№11, 1969/Мастерство писателя

Из разрозненных записей

Недавно я получил письмо, в котором содержался вопрос: влияет ли на мое прозаическое творчество Лев Толстой и в чем я вижу это влияние?

Мое ли дело отвечать на подобные вопросы? Исследователь сам должен устанавливать что к чему, субъективное мнение, самоощущение писателя могут только затемнить и запутать проблему.

Я никогда не задумывался над вопросом, который был мне предложен, а когда задумался, сразу же утратил способность вразумительно на него ответить, то есть превратился в ту сороконожку, о которой в свое время говорил Анатолий Васильевич Луначарский.

Иные вопросы, заданные со стороны, ставят нас в тупик, вынужденные ответы на них часто бывают столь же искусственными, надуманными и необязательными.

Но если вопрос возникает самостоятельно – из внутренней заинтересованности, – и поиски ответа на него, и сам ответ могут оказаться плодотворными и важными.

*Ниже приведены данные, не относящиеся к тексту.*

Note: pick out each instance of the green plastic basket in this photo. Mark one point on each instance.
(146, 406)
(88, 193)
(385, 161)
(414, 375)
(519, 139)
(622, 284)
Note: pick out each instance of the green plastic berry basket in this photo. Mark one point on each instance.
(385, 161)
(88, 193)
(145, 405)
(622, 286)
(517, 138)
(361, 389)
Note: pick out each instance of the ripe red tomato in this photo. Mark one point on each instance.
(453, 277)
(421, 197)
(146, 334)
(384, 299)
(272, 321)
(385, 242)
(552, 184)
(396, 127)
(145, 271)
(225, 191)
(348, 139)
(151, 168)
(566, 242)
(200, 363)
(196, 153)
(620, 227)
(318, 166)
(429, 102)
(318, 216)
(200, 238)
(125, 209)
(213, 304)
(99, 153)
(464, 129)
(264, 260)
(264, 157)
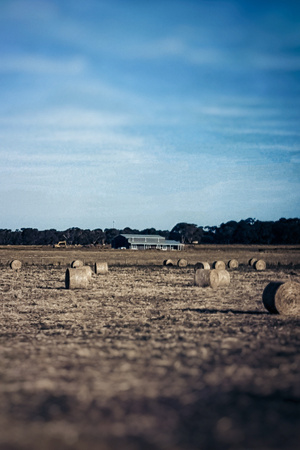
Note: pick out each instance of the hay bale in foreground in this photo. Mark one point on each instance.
(224, 277)
(219, 265)
(101, 268)
(168, 262)
(233, 264)
(206, 278)
(77, 278)
(76, 263)
(15, 265)
(182, 262)
(260, 265)
(202, 265)
(252, 261)
(282, 298)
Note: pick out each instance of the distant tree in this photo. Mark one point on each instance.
(245, 233)
(224, 234)
(186, 233)
(110, 233)
(149, 231)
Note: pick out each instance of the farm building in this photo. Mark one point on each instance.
(144, 242)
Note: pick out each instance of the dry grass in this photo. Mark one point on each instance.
(143, 359)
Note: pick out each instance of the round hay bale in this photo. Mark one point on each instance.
(224, 277)
(88, 270)
(206, 278)
(252, 261)
(168, 262)
(219, 265)
(76, 263)
(15, 265)
(233, 264)
(260, 265)
(282, 298)
(202, 265)
(182, 262)
(77, 278)
(101, 268)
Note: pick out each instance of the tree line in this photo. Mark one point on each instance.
(249, 231)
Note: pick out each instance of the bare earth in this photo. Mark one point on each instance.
(145, 360)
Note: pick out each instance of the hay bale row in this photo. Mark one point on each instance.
(180, 263)
(211, 278)
(80, 276)
(15, 264)
(282, 298)
(257, 264)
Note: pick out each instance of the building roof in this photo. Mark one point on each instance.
(142, 236)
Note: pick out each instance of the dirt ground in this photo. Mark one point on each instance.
(144, 360)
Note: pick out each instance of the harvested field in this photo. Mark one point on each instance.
(143, 359)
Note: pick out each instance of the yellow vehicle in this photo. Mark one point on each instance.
(60, 244)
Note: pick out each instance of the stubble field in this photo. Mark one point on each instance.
(142, 359)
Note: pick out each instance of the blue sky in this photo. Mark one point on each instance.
(148, 113)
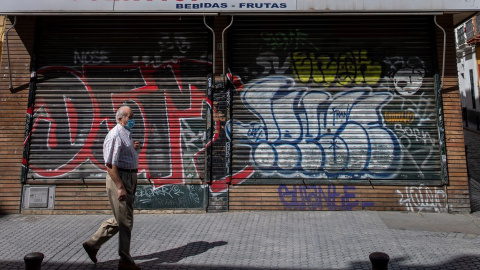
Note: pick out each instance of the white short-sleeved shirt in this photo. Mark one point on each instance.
(118, 148)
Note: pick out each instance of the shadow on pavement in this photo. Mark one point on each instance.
(177, 254)
(464, 262)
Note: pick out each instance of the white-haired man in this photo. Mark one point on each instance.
(120, 153)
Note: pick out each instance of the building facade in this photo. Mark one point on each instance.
(466, 35)
(240, 106)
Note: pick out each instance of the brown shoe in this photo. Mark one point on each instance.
(92, 252)
(124, 265)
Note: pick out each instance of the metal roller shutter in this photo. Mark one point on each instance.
(88, 66)
(345, 100)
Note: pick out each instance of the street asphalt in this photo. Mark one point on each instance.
(260, 240)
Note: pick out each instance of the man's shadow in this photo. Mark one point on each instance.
(176, 254)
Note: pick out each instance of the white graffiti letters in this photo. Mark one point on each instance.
(422, 198)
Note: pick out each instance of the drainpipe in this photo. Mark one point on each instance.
(8, 53)
(444, 49)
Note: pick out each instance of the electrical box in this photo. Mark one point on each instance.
(38, 197)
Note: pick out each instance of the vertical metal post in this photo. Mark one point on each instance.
(33, 261)
(379, 260)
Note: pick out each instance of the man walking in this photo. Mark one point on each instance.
(121, 159)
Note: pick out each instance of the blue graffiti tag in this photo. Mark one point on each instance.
(340, 136)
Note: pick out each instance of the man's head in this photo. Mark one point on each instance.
(123, 115)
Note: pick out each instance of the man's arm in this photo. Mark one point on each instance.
(113, 172)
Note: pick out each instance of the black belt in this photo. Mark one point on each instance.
(127, 170)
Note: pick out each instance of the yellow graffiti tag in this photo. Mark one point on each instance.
(346, 68)
(405, 117)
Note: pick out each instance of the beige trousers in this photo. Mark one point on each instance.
(122, 221)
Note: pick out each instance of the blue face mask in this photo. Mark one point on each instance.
(130, 124)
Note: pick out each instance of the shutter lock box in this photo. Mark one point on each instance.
(38, 197)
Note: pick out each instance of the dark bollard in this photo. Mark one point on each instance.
(379, 260)
(33, 261)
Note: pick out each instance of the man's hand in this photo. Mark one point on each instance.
(136, 145)
(112, 170)
(122, 194)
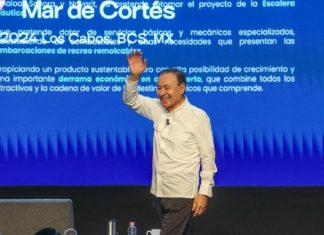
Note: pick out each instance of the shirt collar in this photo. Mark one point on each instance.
(179, 109)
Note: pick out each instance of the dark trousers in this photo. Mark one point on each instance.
(175, 215)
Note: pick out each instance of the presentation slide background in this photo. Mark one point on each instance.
(269, 138)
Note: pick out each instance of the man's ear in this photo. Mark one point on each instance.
(182, 88)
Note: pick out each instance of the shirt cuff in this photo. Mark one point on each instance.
(206, 190)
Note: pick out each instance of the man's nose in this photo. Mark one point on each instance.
(161, 92)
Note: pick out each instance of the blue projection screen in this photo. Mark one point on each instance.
(255, 66)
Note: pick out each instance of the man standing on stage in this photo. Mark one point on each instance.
(184, 154)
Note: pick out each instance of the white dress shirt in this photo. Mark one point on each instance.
(183, 146)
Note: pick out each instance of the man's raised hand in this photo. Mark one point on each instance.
(136, 64)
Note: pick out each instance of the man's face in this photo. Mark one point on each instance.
(169, 91)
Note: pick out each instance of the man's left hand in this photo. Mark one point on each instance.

Эти заметки возникли как ответы на различные вопросы, которые я задавал себе в разное время.

Поводом к появлению одних было чтение интересовавших меня книг, других – подготовка статей, выступлений и проч.

К некоторым темам, волновавшим меня в свое время, я потом уже никогда не возвращался, другие же (например, язык и мастерство, образ и прообраз, технология стиха) интересуют меня и по сей день.

У меня нет склонности к теоретизированию, и если некоторые мои записи все же приобретают такой характер, так только в связи с той неизбежностью, с какой осмысленный частный опыт стремится к обобщению.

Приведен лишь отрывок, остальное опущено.